Where do baggies come from? All those precious little saddies of Vitamin C, Peruvian marching powder, the devil’s dandruff. Where in the world are they born? Is there some kind of processing plant for these things – a sort of ‘baggie factory’?
Well, yes. As a matter of fact there is. And you might want to be sitting down for this:
This here is mecca; the garden of Eden; the tree of life. This is the nerve centre of every twitching, raving party-goer who’s ever so much as dipped a key. A baggie bot. A veritable robo rack machine.

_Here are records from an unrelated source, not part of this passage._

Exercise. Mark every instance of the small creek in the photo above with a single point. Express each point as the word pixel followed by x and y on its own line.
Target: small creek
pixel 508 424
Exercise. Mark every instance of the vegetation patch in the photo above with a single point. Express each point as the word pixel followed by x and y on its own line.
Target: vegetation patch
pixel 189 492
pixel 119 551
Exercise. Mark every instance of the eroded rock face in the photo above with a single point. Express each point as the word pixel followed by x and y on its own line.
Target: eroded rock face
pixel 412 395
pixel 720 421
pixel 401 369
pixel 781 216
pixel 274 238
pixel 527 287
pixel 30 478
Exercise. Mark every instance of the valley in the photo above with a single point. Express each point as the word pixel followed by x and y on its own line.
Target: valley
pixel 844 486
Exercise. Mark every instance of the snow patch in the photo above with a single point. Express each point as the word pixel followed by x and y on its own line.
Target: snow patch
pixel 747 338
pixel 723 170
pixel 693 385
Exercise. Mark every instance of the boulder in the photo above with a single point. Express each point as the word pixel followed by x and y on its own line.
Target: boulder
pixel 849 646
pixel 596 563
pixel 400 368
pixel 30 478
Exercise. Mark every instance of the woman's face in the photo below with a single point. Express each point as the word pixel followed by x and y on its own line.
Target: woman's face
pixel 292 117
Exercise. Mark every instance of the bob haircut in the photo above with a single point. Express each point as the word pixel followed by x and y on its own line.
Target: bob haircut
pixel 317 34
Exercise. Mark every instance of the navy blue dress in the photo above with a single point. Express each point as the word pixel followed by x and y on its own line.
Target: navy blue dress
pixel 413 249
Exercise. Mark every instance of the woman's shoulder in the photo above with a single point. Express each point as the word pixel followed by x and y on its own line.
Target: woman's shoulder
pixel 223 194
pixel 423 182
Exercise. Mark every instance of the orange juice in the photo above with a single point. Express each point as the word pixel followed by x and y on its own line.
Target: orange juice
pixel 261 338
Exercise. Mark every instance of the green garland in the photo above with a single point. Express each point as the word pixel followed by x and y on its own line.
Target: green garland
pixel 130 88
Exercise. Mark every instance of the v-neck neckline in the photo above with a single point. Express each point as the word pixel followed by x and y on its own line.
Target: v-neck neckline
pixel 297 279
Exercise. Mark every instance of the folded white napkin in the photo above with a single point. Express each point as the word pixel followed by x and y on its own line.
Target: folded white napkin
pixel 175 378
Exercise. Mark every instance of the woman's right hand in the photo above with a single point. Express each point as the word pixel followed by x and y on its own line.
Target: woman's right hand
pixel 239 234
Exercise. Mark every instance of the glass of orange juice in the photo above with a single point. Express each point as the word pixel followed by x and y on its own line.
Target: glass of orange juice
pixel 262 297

See all that pow pow sifting down to be compressed into individual bags? They call that a flow through method. It’s how your Smiths chips are packeted. The same industrial method that’s used to put bags of chips into kids’ lunch boxes is being used to put bags of rack into the pockets of greasy-haired accountants everywhere. I think that’s a fun fact.
Anyway, Brazilian police discovered several of these coke-pressing contraptions after raiding a middle-class home in Sao Paulo earlier this week. They arrested three people and seized more than 10kg of cocaine. Switch on the volume, and you can hear one of the policeman talking in Portuguese:
“Hey Marcão! A baggie factory! It’s 150,000 baggies per day. Each for 10 reais, producing 1.5million reais each day!” he says. “Take a look. It’s madness!”
And it is. Assuming the cop’s got his numbers right, then 10 reais converts to a measly $4 AUD. For a bag. Of coke. Stuff that will set you back some $300 on the Australian market. Selling here for 1.3 percent of that. 4 bucks. The price of a large coffee, or a Hass avocado. For a bag. Of coke.
So tonight, when you’re shelling out $300 for that cute little sachet of nose beers, just think of the 75 bags you could be getting for the exact same price.
And people reckon smashed avo’s the reason we can’t afford a house.